Quelle: BearingPoint GmbH

Demnach hat nur ein Drittel hat eine Haftpflichtversicherung abgeschlossen, ein Viertel eine Auslandskrankenversicherung, 15 Prozent haben eine Rentenversicherung und nur jeder Zehnte verfügt über eine Hausratversicherung. Die Mehrheit dieser jungen Menschen macht sich zudem auch bisher wenig Gedanken beispielsweise über Risikolebensversicherungen, kapitalbildende Lebensversicherungen oder Cyberversicherungen.

Entsprechend sind sie im Durchschnitt nicht ausreichend über Versicherungen informiert.

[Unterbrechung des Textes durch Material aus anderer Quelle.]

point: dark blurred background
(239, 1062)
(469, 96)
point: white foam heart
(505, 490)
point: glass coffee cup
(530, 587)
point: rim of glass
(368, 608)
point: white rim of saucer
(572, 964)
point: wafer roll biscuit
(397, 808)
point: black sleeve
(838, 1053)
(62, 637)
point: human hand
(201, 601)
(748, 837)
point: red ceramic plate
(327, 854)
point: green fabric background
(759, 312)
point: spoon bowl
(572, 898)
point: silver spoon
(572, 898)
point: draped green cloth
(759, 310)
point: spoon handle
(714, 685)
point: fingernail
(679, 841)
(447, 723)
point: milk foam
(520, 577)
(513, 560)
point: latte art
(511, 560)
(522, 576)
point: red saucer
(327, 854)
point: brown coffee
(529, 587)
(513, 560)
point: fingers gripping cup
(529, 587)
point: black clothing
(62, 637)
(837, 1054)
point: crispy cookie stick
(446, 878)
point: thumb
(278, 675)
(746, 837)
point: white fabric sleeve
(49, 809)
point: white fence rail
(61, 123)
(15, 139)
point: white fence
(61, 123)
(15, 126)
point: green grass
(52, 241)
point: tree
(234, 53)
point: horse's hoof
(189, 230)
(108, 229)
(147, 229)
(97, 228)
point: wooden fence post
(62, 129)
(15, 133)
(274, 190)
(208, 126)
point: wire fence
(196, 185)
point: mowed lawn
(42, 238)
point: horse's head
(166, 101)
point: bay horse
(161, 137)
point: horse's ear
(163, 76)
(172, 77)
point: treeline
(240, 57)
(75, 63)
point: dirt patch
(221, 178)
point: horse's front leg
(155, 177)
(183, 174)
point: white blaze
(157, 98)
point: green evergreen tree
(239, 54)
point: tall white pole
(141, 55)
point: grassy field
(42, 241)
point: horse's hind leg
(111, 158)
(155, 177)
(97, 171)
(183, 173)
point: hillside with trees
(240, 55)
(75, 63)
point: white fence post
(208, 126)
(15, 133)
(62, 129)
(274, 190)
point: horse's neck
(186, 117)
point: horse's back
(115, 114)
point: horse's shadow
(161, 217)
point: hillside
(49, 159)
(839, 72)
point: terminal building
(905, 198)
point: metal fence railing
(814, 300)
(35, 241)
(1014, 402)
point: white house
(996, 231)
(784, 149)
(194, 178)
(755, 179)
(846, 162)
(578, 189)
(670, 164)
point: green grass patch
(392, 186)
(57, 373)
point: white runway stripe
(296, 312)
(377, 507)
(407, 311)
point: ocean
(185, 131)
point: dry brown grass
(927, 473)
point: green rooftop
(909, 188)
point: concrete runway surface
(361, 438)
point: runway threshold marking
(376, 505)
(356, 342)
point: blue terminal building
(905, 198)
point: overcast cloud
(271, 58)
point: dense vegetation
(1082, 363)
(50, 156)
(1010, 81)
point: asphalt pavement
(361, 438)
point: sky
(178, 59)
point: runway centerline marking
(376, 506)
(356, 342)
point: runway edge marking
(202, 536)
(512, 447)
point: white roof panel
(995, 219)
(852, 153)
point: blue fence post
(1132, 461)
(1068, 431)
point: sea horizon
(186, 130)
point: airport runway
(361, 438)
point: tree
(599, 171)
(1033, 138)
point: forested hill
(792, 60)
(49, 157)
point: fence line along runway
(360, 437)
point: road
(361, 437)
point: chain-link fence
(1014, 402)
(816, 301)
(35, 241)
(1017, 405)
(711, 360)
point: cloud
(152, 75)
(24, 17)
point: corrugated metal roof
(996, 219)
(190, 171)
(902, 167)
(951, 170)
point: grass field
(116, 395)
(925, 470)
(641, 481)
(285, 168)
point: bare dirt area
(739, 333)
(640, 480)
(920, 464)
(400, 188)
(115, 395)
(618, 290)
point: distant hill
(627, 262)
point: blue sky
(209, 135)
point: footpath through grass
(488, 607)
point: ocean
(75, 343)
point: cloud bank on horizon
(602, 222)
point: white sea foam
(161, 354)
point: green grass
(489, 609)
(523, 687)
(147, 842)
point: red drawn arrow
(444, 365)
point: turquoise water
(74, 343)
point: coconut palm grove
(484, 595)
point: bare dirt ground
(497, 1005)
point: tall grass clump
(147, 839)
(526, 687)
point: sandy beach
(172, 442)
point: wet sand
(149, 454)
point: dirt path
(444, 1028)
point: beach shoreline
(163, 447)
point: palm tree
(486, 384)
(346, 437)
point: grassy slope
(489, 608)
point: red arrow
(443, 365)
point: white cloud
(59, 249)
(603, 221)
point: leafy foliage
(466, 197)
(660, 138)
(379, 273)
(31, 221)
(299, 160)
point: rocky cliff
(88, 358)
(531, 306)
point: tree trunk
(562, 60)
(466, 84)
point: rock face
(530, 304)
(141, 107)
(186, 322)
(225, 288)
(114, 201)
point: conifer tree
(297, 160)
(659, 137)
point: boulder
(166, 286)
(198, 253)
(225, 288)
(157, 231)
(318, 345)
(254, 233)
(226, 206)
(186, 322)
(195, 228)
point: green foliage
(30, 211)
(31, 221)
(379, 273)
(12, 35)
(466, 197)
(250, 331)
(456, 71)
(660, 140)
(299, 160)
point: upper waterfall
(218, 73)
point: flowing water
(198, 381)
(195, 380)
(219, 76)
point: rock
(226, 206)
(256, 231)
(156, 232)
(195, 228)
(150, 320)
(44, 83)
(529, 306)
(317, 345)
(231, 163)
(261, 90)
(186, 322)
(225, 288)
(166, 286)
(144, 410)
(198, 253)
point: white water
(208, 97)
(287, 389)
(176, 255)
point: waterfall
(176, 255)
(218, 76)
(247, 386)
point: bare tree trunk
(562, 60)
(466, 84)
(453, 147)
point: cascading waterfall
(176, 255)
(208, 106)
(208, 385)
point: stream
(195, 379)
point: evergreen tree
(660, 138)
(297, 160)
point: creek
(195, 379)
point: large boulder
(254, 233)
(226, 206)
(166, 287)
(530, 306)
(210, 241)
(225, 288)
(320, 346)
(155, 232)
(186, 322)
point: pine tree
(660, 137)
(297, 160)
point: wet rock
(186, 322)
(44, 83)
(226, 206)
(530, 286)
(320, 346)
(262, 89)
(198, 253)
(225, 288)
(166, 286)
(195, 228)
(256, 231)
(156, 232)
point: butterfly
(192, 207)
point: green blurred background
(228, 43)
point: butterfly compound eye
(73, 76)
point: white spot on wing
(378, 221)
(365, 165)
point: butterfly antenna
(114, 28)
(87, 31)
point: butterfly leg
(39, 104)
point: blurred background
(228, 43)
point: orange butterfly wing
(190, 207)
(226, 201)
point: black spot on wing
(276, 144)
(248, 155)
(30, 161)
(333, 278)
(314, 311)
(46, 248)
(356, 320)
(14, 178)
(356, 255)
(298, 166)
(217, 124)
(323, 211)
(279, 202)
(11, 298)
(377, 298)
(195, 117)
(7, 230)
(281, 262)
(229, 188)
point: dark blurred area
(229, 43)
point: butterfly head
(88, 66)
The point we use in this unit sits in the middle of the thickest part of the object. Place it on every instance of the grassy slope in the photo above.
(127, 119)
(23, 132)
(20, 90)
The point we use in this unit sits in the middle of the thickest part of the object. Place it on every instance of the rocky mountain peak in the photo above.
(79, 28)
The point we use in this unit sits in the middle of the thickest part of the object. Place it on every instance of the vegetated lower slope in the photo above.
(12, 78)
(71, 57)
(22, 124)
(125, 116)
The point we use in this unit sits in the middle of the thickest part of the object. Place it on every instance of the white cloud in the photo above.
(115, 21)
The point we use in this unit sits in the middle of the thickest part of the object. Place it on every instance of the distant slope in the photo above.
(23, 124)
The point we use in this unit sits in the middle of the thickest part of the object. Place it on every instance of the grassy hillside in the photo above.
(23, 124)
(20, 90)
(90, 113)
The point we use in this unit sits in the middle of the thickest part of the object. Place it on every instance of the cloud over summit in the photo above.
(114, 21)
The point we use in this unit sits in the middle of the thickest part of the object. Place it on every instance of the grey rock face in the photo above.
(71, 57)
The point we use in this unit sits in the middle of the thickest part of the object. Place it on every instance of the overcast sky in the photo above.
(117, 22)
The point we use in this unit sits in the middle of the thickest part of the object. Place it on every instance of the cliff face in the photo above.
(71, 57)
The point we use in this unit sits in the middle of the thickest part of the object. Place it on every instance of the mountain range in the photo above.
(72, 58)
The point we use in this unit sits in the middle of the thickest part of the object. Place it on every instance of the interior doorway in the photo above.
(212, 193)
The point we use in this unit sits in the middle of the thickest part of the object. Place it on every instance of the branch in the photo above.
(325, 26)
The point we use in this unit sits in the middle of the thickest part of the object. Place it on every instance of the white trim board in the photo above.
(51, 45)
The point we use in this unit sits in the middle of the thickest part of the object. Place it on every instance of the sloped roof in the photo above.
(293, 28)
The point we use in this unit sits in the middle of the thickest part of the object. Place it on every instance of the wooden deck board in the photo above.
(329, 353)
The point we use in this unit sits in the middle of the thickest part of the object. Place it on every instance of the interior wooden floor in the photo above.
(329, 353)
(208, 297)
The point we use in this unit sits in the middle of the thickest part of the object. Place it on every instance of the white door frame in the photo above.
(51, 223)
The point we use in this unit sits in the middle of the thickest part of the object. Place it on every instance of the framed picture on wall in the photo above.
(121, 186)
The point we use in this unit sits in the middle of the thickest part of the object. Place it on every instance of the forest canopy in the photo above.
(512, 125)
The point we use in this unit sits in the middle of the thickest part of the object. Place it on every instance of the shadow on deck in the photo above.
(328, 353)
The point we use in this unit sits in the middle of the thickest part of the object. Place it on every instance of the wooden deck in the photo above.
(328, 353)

Dazu kommt, dass bei der Generation Z die Versicherungsbranche als Arbeitgeber insgesamt nicht besonders attraktiv ist. Laut der Umfrage können sich 40 Prozent der Befragten nicht vorstellen, künftig bei einem Versicherer zu arbeiten.

Zudem würde nur jeder fünfte der Generation Z für eine Beratung noch mit einem Versicherungsmakler in Kontakt treten.  Mehr als ein Drittel bevorzugt eine Beratung über die Internetseite des Versicherers (37 Prozent) und ein weiteres Drittel würde dafür ein Internet-Vergleichsportal wählen (33 Prozent). Will man die Generation Z also erreichen – so BearingPoint – müssten klassische Versicherungsprodukte bei dieser Zielgruppe digital beworben werden und anschließend könne der persönliche Kontakt mit dem Versicherer vor Ort erfolgen.

„Für die Generation Z ist es selbstverständlich, dass sie all ihre Anliegen jederzeit online erledigen und nachvollziehen kann. Versicherungen müssen daher ihre digitalen Dienste dringend an dieser Zielgruppe ausrichten. Denn nur die Versicherungen, die sich modernisieren, ihren Schwerpunkt auf digitale Kommunikationswege legen und die Social-Media-Kanäle bespielen, können die Generation Z als Kunden oder Arbeitnehmer gewinnen“, kommentiert Giso Hutschenreiter, Partner und Versicherungsexperte bei BearingPoint.

„Unsere Umfrage zeigt, wie erschreckend wenig die Generation Z über Versicherungen weiß. Da müssen bei Politik und Versicherungen die Alarmglocken läuten. Sie sind gut beraten, ihre Kommunikation mit dieser Zielgruppe vor allem über digitale Kanäle neu aufzustellen“, ergänzt der Experte.